Open Letter to Perfectionist Parents, South Africa
Dear fellow Perfectionist Parents:
I have a fear of failure. It is one of the reasons I didn’t think I ever wanted to be a mother. I knew I could never meet my own expectations in the paramount job called parenting, and besides, I like to be in control. The task sounded too big, the deck too stacked against me in making sure my kid turned out just how I dreamed, flawlessly reflecting me and my values.
All that said, my son just turned nine.
Many years ago, when I was still single and planning on never-parenting, I saw an acquaintance in the lobby of the theatre. She was a young, beautiful mother. Her son, about two years old, ran up to us with a flower. He handed it to her and said, “I love you.” Then he ran back to his dad.
She watched him go and said to me, “I get to be his mom.”
I get to be his mom.
I’ve turned this phrase over and over in my head in the years since this tiny moment. It is how I found peace in becoming a parent, how I still find it in the long collection of days called being one.
Her words stuck with me, and there’s a simple truth in them that people like me need to hear. Most parents say, “That’s my son,” or “I am his mom.” This difference in verb is significant. In her mind, her child was not a direct extension of her. Even when he did something sweet, she didn’t take credit. She simply enjoyed that she had the chance live alongside him in a special way. Even referring to a two-year-old, her verb choice implied that he was his whole own person. She didn’t look at him as if there were eighteen years to mold him out of clay, to then put on display to the world. She just got to be his mom, to help fill his life with aweseomeness and love in the time it took him to become the person he already was on the inside.
Enter my child.
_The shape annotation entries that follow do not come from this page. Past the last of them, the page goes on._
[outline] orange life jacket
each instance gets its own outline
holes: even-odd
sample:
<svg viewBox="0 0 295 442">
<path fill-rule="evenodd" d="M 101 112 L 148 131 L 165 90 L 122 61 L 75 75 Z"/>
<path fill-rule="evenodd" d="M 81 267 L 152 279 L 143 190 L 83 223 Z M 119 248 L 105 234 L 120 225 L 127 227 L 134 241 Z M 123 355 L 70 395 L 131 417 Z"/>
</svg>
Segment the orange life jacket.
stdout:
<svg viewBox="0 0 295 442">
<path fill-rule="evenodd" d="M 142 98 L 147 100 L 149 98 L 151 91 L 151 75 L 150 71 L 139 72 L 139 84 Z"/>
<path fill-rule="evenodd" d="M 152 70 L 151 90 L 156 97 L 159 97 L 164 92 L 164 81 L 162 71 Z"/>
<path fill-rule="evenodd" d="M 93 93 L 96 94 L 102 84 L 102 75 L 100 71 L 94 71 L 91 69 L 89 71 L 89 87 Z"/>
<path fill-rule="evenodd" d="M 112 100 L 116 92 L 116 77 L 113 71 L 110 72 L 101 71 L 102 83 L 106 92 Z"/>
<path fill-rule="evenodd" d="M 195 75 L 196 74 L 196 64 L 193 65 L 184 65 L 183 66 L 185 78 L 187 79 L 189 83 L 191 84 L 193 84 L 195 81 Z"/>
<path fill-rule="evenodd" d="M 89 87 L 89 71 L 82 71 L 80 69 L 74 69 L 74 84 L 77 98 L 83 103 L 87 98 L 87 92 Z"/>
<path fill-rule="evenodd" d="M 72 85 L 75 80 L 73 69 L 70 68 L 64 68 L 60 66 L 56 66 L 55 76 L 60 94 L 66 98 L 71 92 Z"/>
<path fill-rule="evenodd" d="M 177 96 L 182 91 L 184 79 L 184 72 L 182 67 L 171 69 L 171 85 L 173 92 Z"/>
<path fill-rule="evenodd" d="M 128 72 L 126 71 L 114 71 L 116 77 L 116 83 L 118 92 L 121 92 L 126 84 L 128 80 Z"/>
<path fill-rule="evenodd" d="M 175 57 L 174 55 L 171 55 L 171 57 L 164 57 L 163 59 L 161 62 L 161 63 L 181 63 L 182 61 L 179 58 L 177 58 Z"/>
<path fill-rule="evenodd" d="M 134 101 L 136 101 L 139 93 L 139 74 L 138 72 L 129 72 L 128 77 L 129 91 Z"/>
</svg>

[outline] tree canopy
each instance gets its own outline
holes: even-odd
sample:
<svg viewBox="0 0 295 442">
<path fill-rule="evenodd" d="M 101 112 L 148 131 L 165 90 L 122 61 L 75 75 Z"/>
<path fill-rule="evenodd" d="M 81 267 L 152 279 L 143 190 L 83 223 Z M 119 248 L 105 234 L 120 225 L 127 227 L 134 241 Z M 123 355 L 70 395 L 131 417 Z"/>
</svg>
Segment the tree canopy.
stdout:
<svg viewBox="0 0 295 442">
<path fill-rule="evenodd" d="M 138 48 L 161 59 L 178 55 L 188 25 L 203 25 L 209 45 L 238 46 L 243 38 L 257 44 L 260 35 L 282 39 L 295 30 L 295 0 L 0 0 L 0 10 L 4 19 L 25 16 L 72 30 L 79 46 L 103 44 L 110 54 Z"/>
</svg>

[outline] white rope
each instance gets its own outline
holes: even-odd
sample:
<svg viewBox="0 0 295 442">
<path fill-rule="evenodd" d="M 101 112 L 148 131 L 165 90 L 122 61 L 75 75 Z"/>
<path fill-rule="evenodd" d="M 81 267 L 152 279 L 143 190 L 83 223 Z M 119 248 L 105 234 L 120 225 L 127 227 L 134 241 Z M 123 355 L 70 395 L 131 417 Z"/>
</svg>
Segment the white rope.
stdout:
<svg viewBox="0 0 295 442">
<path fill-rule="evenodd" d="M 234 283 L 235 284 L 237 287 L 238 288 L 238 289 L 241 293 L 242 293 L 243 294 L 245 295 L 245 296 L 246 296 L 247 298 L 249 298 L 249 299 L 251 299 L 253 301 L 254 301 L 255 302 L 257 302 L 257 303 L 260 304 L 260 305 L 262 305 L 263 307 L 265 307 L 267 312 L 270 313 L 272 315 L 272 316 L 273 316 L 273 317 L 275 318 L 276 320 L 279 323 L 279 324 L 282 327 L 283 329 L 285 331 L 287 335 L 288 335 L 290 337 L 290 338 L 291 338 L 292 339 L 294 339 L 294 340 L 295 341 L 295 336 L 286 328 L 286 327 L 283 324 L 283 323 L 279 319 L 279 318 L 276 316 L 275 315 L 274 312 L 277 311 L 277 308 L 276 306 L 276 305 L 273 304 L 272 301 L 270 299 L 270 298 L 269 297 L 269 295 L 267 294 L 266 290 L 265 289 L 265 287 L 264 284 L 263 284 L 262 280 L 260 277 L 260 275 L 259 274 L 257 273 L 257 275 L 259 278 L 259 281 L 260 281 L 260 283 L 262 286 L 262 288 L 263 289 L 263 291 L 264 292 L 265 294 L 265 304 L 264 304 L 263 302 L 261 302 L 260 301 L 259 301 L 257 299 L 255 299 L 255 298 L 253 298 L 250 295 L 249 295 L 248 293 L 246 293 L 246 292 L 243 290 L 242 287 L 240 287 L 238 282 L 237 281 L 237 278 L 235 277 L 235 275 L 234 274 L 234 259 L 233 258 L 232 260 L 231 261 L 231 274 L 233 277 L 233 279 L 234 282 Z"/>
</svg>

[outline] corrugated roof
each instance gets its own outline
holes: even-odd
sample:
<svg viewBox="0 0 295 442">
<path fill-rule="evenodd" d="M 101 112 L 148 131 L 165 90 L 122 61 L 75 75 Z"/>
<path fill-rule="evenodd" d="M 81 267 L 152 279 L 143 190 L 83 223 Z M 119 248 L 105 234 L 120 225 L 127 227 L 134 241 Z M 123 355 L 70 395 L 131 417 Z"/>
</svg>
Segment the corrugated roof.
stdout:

He seemed to be the lens through which the world now looked at me, the final dissertation I wrote to justify who I was. I inevitably put too much pressure on myself to make sure he turned out cool in the ways that I deemed cool. I gave him the look when I didn’t like what he was doing, and I worried. What if my kid grew to be all kinds of things I didn’t particularly like? What if he turned on me and just wanted to play video games or shoot people or say racist things? Would that not be all my fault?
In these early years as a mom I got another reminder. I had an Irish colleague named Joe, who was a great parent. When I’d ask Joe how his son was doing, he’d smile and say, “Ah, naughtier by the day.” (In an Irish accent. Just imagine.)
I found such comfort in the way Joe seemed totally fine with his kid being an imperfect, unpredictable person, not under a parent’s puppeteering control. Meanwhile, I was afraid some Parenting Gods were ever-grading me.
I’ve slowly come around to believe that kids are largely themselves from Day One. Whether the baby has colic, sensitive skin, hates being startled, loves hanging upside down, or sleeps better all swaddled up, parents can’t choose or control these things, right out of the gate. We can try to shape these characteristics, encourage or discourage all kinds of behaviors, but we are each born a whole being unto ourselves. Each step along the way, the tiny person (whose parent you get to be) is following his or her gut. Following some mysterious light clenched inside at the beginning of his or her world.
This borders on a nature versus nurture debate that we will probably never untangle. What I will say, given my tendency to want to be in control, is that it helps me, whether true or not, to lean back into the nature side a bit. It makes me a better parent to not think the entire future of my child is riding on my every motherly move.
Of course there are a million ways to help guide kids, teach them right from wrong, provide opportunities to help them find and thrive at things they love. The trick, for those like me, is to not hang my identity on each milestone they correctly pass, on each word they utter or hobby they choose. Sometimes I try to look at my child as this crazy person that came to live with me, instead of an audition piece I am setting out there in the world. Because when I let my perfectionist tendencies rule, I become a mother full of critiques. I am a mother full of disappointed looks. I am a mother I don’t want to be.
It is hard for me to not try and control who my kid is. I’m constantly learning to let go. As a perfectionist, what I need whispered in my ear, as often as possible, is “You get to be his mom.” Period.
I aspire to be someone that could say that my kid is naughtier by the day and feel unjudged and confident that we’re all just doing our best. Everyone says that parents can’t do everything right, and the bummer is that this is so true. We can’t. Or maybe it’s not a bummer, maybe it is exactly what we perfectionists need in order to stretch ourselves in healthy ways. The best that we control freaks can do (and the hardest thing of all, for me) is to raise kids that are truly allowed to explore and be their own people, instead of a pressure-cooked new version of their parents.
I’m not exaggerating when I say that I have to remind myself every day to let go of the details. I try to hold my tongue about what he wants to wear or how he does his hair or what hangs on his backpack, or the annoying voices he uses, or the stupid plastic toys he wants to buy with his allowance. My kid is being himself. And when I think about it, that’s actually what I ultimately most want for him in this lifetime.
And me? It's not about me. I just get to be his mom.